Crawler Impact Rules in SharePoint 2010

In SharePoint 2010, you can control the content crawl rate at the search service application level by using Crawler Impact Rules. By default, the number of simultaneous requests changes dynamically based on the server hardware and utilization. Crawler impact rules are often used to throttle the request rate for external websites. You can manage crawler impact rules in Central Administration > Search Service Application > Crawler Impact Rules.

Let’s watch the Filtering Threads and Idle Threads from the OSS Search Gatherer category in Performance Monitor during a content crawl before any crawler impact rules are defined.

In my development VM, I see that the number of filtering threads stays at around 20 and the number of idle threads around 12 for the duration of the crawl which means that an average of 8 threads are being used by the gatherer process.

Next, let’s create a new crawler impact rule to limit the number of simultaneous requests to 2 using the * site name wildcard to apply the rule to all sites.

If we keep an eye on the performance counters this time, we can see that now the difference between the number of filtering and idle threads during a crawl equals to 2 (11 filtering threads and 9 idle threads in the example below).

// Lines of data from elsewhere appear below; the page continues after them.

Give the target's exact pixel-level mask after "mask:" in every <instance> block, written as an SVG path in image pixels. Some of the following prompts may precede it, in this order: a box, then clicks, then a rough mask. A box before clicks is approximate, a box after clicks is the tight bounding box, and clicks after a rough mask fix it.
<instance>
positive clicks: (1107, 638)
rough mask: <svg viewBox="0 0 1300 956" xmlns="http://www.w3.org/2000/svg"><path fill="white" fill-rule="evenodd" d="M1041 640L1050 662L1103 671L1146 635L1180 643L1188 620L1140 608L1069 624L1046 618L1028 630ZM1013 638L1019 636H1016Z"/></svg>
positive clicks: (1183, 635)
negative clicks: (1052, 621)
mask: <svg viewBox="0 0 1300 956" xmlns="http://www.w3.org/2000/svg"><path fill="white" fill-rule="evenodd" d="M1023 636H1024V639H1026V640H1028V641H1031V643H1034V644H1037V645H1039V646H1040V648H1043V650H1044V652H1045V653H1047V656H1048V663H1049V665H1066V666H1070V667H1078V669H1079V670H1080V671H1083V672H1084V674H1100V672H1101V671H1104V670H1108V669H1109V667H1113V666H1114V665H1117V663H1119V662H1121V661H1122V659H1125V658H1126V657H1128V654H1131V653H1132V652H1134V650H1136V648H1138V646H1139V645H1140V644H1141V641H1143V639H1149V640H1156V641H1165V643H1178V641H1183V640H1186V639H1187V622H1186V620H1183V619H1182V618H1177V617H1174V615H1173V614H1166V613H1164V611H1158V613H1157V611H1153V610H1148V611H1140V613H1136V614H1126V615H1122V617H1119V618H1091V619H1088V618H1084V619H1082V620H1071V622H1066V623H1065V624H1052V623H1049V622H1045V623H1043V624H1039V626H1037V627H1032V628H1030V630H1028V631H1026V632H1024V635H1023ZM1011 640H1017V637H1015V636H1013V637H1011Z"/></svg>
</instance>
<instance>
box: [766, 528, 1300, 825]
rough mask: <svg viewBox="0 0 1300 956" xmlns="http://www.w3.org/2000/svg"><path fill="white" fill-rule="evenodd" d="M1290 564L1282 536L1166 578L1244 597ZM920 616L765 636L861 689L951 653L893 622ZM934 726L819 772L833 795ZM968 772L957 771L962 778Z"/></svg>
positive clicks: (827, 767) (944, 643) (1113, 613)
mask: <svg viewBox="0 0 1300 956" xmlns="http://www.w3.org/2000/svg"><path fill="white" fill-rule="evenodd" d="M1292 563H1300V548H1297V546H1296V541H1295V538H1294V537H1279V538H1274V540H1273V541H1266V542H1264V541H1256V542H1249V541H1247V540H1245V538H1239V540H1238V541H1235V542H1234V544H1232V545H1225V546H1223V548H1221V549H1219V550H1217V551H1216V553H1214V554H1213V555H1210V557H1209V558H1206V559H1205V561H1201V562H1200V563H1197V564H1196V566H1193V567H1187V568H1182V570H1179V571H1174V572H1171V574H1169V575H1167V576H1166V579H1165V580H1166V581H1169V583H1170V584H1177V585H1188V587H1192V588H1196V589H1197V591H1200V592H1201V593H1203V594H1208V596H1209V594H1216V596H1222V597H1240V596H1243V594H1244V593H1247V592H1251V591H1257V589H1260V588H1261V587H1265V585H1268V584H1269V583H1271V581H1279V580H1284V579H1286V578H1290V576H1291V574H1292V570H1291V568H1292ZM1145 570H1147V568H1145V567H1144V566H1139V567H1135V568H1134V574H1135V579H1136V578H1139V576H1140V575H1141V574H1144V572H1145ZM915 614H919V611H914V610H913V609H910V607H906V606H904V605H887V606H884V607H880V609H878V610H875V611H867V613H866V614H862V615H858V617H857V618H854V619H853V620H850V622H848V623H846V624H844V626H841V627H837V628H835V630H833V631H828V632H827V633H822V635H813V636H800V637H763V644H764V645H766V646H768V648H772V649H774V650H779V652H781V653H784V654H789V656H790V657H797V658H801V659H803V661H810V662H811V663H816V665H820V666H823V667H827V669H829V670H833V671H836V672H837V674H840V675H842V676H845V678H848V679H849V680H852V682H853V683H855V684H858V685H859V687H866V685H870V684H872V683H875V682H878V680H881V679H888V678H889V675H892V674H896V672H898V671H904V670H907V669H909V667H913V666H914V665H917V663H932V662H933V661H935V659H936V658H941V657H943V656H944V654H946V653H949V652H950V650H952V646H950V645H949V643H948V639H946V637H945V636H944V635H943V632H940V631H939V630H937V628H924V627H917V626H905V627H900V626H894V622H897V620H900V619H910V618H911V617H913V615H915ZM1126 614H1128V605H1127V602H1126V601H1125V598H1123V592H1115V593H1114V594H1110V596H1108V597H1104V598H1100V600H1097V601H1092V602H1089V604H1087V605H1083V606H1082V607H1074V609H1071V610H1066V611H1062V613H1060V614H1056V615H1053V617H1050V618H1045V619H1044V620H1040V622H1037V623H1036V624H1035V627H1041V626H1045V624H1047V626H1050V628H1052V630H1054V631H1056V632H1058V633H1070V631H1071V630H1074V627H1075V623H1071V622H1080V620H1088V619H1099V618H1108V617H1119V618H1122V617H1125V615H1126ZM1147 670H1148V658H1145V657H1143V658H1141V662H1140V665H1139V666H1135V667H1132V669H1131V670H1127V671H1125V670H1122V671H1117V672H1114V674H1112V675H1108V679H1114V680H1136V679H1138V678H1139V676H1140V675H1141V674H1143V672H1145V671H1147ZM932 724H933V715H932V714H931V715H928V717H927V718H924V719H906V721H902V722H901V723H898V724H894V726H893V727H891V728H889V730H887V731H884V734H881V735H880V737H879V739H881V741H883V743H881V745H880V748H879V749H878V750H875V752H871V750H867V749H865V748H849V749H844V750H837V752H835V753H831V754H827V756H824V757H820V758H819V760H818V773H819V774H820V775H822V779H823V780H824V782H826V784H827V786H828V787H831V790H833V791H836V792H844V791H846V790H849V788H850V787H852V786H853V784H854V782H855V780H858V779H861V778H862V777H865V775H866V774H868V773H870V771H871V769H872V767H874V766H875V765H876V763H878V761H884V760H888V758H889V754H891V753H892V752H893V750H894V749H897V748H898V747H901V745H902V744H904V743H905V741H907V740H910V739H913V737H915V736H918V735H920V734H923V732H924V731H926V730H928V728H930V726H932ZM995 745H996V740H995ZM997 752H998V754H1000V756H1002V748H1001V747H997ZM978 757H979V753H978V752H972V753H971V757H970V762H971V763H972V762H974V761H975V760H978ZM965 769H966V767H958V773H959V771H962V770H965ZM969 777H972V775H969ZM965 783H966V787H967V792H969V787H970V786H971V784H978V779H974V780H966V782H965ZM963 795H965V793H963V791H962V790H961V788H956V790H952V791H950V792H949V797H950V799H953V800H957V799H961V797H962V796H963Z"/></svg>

The performance counters confirmed that our new crawler impact rule is working. Be careful when you delete a crawler impact rule though! I’ve seen it a number of times in different SharePoint farms that SharePoint remembers and keeps using the last deleted crawler impact rule. I verified it by monitoring the performance counters – the deleted crawler impact rule remains in effect until the the SharePoint Server Search 14 service is restarted (or a new rule is added that overrides the deleted rule settings). So remember – restart the SharePoint Server Search 14 windows service after deleting a crawler impact rule!